Right. Mr. McPherson, very slickly avoided the question of whether it was pressure from the religious right and implied it was done for the benefit of gays, which is not credible — particularly since we know that he hired a religious cultist to direct his 40 million dollar mini-series “The Path To 9/11” written by a well known, far right wing writer.

David Cunningham, the young director, is the son of a famous leader of a controversial evangelical youth ministry called Youth With A Mission. It has been heavily criticized over the years for its authoritarian teachings and cultlike attributes. Cunningham’s alma mater is the YWAM “college” called the University of Nations, which teaches filmmaking as a way to spread the gospel. Some members of the group even worked on the film.

Cunningham has worked with other members of the religious right in Hollywood with the intention of spreading the word. His previous film, received ecstatically in the Christian right community, was called “To End All Wars”* produced by Jack Hafer, a fellow religious rightist. Cunningham was chosen as one of the 30 emerging voices who are the “future of the American church” by Charisma Magazine. He’s quoted saying:

“My life’s mission is to challenge and shape culture through film.”

The writer of this project, Cyrus Nowrasteh, is a well documented rightwing filmmaker:

“To quote Team America, he’s [Michael Moore] an out of control socialist weasel.” —Interview, June 9, 2005.

There is obviously nothing wrong with these conservative activists making films. There have always been those with a conservative point of view in Hollywood; studio bosses and network executives tend to be conservative in all senses of the word. But it is more than a little bit odd that ABC chose this particular creative duo to develop and film a hugely expensive six hour mini-series about the political culpability for 9/11. You’d think they could have found some people who were less politically invested in a particular point of view than these two.

It’s even more odd that they have gone such great lengths to advertise it as being based upon the bipartisan 9/11 Commission Report when, in fact, they optioned two other books as sources for the film, one of which is widely touted on the right. Therefore, the series is quite obviously a compilation of several sources and the product of the worldview of its rightwing creative team. In other words it is a work of fiction. To advertise it as being “based” on the 9/11 Commission Report is a fraud on the public.
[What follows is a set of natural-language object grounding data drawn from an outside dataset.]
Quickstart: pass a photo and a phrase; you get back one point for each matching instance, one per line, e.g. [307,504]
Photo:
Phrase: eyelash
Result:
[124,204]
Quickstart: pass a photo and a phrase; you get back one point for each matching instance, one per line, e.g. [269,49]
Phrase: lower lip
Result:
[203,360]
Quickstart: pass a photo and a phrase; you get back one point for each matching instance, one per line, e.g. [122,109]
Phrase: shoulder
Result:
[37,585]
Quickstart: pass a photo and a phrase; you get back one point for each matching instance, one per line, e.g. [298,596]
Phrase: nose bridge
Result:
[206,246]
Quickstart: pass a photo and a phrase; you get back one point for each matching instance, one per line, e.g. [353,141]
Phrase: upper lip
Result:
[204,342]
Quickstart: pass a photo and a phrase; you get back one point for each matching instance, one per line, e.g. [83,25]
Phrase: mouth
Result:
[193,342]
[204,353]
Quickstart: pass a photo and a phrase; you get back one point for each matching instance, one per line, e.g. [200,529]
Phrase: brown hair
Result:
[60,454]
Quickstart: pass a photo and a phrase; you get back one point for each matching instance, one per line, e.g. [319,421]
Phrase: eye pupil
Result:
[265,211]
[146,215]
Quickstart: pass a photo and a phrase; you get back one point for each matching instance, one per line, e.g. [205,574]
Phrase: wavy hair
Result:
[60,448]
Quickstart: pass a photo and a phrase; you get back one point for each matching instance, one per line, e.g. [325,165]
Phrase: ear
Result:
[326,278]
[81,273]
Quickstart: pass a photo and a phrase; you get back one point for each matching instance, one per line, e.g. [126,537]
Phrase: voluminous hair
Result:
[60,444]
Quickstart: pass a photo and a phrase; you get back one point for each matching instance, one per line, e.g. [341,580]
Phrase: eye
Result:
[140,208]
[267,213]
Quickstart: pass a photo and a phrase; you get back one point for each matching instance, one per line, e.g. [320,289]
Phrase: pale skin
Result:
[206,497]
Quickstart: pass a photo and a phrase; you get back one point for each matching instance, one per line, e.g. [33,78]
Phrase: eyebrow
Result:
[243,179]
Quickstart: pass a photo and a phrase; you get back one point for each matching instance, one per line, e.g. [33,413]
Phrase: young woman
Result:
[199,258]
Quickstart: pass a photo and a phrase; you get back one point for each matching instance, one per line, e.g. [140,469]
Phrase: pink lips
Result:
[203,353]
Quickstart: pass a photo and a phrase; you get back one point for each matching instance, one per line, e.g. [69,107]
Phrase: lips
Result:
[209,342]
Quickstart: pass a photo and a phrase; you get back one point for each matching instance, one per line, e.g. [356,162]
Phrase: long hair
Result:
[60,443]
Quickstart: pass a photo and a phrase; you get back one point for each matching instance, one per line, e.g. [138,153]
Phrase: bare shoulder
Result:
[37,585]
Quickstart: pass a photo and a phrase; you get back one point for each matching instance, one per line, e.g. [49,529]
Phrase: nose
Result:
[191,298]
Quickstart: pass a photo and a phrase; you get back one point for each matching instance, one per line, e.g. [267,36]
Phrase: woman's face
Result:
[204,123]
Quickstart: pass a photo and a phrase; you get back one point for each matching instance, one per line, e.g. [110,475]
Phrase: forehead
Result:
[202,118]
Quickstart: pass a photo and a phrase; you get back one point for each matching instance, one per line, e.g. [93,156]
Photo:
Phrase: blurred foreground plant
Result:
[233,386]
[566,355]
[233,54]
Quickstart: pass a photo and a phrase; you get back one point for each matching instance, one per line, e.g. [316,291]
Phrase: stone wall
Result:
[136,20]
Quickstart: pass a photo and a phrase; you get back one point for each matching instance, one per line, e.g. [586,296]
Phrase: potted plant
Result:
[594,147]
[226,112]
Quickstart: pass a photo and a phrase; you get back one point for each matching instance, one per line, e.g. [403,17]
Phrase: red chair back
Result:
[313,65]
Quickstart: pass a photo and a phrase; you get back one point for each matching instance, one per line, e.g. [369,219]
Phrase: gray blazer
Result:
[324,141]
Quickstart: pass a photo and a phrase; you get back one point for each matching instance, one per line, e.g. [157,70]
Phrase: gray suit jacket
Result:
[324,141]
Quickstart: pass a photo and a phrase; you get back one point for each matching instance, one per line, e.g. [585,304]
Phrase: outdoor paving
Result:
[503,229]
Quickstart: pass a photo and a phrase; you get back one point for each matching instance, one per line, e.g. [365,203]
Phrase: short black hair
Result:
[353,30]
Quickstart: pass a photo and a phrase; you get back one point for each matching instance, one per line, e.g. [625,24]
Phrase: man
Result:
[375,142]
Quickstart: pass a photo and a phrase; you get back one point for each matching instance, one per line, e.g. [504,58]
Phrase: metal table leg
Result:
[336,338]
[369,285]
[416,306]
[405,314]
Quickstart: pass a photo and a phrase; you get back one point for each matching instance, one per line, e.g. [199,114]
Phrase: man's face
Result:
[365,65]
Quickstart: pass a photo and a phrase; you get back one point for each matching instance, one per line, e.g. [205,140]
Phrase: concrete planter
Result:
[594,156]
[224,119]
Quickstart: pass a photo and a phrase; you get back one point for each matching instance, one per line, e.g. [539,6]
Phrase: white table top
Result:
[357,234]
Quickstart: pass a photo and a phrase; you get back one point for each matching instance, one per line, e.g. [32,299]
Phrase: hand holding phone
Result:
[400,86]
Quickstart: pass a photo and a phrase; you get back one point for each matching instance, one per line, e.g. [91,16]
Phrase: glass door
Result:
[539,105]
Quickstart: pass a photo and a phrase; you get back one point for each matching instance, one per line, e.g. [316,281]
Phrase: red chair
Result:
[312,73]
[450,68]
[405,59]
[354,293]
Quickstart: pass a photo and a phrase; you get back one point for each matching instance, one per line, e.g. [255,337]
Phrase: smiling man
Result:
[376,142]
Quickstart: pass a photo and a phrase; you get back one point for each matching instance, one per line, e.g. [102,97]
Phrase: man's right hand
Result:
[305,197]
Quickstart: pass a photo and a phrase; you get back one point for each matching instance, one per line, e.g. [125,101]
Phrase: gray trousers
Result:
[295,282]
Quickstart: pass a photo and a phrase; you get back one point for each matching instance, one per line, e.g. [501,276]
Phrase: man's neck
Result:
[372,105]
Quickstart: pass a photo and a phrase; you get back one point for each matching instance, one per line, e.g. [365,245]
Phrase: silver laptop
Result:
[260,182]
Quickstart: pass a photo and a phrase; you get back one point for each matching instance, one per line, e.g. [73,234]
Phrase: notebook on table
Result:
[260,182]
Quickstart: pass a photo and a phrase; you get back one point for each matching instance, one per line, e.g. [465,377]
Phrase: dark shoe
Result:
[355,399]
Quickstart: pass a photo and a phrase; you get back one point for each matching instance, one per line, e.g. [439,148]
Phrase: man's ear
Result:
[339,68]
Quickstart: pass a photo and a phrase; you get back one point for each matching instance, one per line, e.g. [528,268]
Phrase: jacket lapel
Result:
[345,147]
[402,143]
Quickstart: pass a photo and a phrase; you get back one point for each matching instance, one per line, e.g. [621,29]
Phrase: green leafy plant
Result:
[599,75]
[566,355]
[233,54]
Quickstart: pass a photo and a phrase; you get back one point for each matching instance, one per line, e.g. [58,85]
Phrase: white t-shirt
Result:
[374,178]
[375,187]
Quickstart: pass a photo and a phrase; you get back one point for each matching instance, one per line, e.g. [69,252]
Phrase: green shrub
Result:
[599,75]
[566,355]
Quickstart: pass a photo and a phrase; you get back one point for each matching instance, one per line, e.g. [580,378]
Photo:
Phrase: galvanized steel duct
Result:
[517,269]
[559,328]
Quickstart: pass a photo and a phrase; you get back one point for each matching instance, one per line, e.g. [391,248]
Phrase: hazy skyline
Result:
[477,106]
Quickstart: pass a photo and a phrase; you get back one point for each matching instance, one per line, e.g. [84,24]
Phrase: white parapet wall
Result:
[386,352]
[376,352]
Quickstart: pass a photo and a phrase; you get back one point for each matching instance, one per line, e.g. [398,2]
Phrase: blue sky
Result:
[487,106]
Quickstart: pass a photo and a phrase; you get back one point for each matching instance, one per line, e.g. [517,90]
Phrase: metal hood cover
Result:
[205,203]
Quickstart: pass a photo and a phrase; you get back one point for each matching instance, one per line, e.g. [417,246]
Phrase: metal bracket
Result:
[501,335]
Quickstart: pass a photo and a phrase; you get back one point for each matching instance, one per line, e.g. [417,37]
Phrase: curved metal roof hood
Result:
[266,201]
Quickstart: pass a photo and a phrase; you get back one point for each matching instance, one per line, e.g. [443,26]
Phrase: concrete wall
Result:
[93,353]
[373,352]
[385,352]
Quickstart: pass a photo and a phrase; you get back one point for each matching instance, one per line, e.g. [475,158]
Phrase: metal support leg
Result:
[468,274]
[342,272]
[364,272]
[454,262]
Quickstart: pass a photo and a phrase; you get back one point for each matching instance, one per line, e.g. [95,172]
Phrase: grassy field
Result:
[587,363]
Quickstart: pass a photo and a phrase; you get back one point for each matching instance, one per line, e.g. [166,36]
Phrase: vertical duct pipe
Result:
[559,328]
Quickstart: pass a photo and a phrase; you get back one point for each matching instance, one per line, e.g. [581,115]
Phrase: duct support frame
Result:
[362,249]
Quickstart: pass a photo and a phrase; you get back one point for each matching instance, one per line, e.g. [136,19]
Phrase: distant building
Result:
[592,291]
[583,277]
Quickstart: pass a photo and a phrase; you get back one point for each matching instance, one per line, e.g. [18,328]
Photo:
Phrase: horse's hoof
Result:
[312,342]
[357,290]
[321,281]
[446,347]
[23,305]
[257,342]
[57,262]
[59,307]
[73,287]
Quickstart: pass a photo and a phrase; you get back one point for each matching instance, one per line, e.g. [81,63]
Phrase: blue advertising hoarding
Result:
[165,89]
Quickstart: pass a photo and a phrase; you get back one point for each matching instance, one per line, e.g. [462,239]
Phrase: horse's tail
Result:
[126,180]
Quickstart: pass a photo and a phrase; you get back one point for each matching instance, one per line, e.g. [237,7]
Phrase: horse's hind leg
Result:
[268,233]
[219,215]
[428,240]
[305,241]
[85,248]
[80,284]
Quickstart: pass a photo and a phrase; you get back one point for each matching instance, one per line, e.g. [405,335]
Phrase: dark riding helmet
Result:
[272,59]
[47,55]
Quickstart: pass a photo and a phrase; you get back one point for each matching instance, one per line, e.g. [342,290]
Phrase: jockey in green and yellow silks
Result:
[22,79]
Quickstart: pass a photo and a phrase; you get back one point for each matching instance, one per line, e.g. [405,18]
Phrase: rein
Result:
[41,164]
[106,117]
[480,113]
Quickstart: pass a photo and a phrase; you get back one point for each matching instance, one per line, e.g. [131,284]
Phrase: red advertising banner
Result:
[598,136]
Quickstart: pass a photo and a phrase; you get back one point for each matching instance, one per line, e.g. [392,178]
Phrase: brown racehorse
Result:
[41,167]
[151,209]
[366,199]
And now they have announced that they will not show advertising on this big 40 million dollar investment and will distribute it for free to 100,000 educators around the country and on i-tunes. It’s basically a gift to the Republican party and the conservative movement.

What is going on over at Disney/ABC? Are they selling out their shareholders to a small shadowy group of Hollywood rightwingers because they share their worldview? Or is it just a gambit for Disney to keep Focus on the Family on their side as they roll out the “Narnia” franchise? Has Disney been so successfully mau-maued by the religious right that they are now in the business of blatantly propping up the Republican Party on its behalf?

Whatever it is, it’s quite clear that they are determined to make the nation believe this work of fiction is a credible depiction of the events leading up to 9/11 when it is quite clearly a biased political drama written with the intention of making the Clinton administration culpable for the attacks in the minds of Americans. They chose people with a politiical and cultural agenda to make this film and have been dishonest in promoting it.

What is going on over at Disney?

Update: After refusing to screen the movie for anyone to the left of Hugh Hewitt and then disappearing the public blog after numerous “clarifications,” they are now refusing to allow any lefty bloggers on a promotional phone call today with their paid shill Thomas Kean, who lends his official impramatur as co-chairman of the 9/11 commission to this work of fiction.

* “To End All Wars” actually has an embedded message that would frighten the war-mongering 101st keyboarders to the depth of their bunny slippers. At the end, it’s all about forgiveness, which, as we all, know is anathema to any self-respecting wingnut. But I’m sure they enjoyed the gory crucifixion and beheading scenes. What rightwing Christian tale would be complete without them?